I’ve struggled with suicide at numerous times in my life. It’s a very dark place to be in, to make a gross understatement. And it seems to be an issue that keeps coming up. In a way, it’s like a small town I grew up in that I never seem to get entirely away from. My first sponsee committed suicide. I've heard others in Recovery talk about their attempts and their ongoing struggles. It boggles my mind to think that there are people out there who not only have never contemplated killing themselves, but haven’t ever had a conversation about it with someone who has.
Given my job situation lately, I’ve been feeling plenty of despair and I admit those thoughts of ending it all have been circling, like vultures waiting for a starving creature to die. But the more I focus on what I am feeling, the more it strikes me not so much as despair, but a feeling of powerlessness. Specifically, the inability to accept my powerlessness. Hmm . . . I seem to be one-stepping all over the place today ;-)
That’s what I remember most from being in the mental place of suicide contemplation, the feeling of being powerless.
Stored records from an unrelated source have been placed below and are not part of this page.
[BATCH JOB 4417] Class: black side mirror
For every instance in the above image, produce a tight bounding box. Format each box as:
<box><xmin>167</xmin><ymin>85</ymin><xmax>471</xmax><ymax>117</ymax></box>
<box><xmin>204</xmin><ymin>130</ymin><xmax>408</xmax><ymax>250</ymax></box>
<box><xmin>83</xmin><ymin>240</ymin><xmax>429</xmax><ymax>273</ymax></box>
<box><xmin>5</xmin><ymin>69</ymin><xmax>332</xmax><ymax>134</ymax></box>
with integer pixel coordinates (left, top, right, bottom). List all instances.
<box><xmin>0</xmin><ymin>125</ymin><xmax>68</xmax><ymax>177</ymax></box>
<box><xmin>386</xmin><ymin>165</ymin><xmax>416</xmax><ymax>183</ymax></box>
The thing with possibly losing my job is about how I’d thought the endless starting over would be at an end, thanks to my Recovery. The darkness tells me that, no matter what I do, I will always be starting over, that nothing in life is certain, and that there’s really no point in trying anyway. This just so happens to not be true, but when the clouds gather and when the rain pours, it can be so easy to lose sight of that.
Feeling so powerless is a difficult thing to accept. Committing suicide is like the last desperate attempt to control—I may not have any control over my life, but I can control whether or not I choose to end it.
Turn the wheel . . .
The flipside is that I can choose to keep it going as well. A good friend of mine in Recovery talks a lot about doing the Step 1-2-3 waltz, and I’ve heard it said before how the first three steps can be simply broken down: I can’t do it; maybe God can; I think I’ll let him.
As addicts, we have an inherent difficulty in accepting the things we are powerless over, the things we cannot change. It is when we try to control the uncontrollable that our lives become unmanageable. Acceptance is key, the beginning—the honest admission that we can’t do it by ourselves. From there we find hope that something greater than ourselves can help. And from there we move to action; we make the decision to have the faith to let that which is greater than us help.
If you are ever in that dark place, where it seems like there will be no way out, get to a meeting. If you can’t do that, pick up the phone. Call someone else in Recovery. If they don’t answer, hang up and dial again. Keep dialing until you reach someone. If you get off the phone with them and don’t feel better, call someone else. That’s what Recovery means: that we don’t have to suffer alone ever again.